Politicians rise and fall but some cannot quit the stage. “There were plenty of people hoping that I, too, would disappear,” writes Hillary Clinton. “But here I am.” Mrs Clinton’s three-month global book tour is her bid at redemption. But her “autopsy tour” on what happened to her 2016 campaign will only deepen the split between the Democratic party’s pragmatic wing and those trying to reinvent it as a European-style socialist party. Mrs Clinton versus Bernie Sanders. Haven’t we seen this drama already?
Yes, but this is season two. We are also deep into the plot of the Republican civil war between the nativist populists, who are led by Stephen Bannon, Donald Trump’s former chief strategist, and its establishment, whose agenda is tax cuts. Partisans might ask whose side Mr Trump is on. They will never find out. Sometimes he will throw a bone to the alt-right. At others he will sound like a business chamber Republican. In reality, Mr Trump supports a brand of one. Those in search of his philosophical core should start with the Bermuda Triangle.

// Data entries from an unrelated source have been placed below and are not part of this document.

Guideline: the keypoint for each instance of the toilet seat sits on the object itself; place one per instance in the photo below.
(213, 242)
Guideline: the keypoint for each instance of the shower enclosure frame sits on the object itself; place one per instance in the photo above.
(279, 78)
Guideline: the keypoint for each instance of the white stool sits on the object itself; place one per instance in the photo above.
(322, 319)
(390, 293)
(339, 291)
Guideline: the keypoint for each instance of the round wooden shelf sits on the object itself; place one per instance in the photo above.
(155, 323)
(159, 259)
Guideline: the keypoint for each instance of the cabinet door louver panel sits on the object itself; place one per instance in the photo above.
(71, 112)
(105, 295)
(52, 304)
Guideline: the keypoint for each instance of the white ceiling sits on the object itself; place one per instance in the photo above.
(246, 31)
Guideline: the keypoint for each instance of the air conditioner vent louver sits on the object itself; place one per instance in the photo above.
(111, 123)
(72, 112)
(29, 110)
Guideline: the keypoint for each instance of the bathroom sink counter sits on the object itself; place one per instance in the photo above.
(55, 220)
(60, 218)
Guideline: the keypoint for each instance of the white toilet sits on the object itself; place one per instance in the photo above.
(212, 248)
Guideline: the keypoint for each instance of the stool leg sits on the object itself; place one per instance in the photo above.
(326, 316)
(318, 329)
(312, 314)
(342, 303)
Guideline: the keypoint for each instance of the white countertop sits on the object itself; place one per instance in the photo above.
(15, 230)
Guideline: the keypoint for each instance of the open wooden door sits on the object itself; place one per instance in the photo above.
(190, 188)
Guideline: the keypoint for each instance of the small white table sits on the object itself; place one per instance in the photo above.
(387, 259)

There was a time when the US had two functioning parties. That is no longer the case. I can now count four. Since Mr Trump has no fixed membership, the tally has risen temporarily to five. In last year’s primaries, the right populist and left populist candidates, Mr Trump and Mr Sanders, took more than half of the votes between them. If that were translated into seats, America’s traditional two parties would be in a minority. The picture would be closer to Emmanuel Macron’s France, where the Gaullists and Socialists are on the sidelines.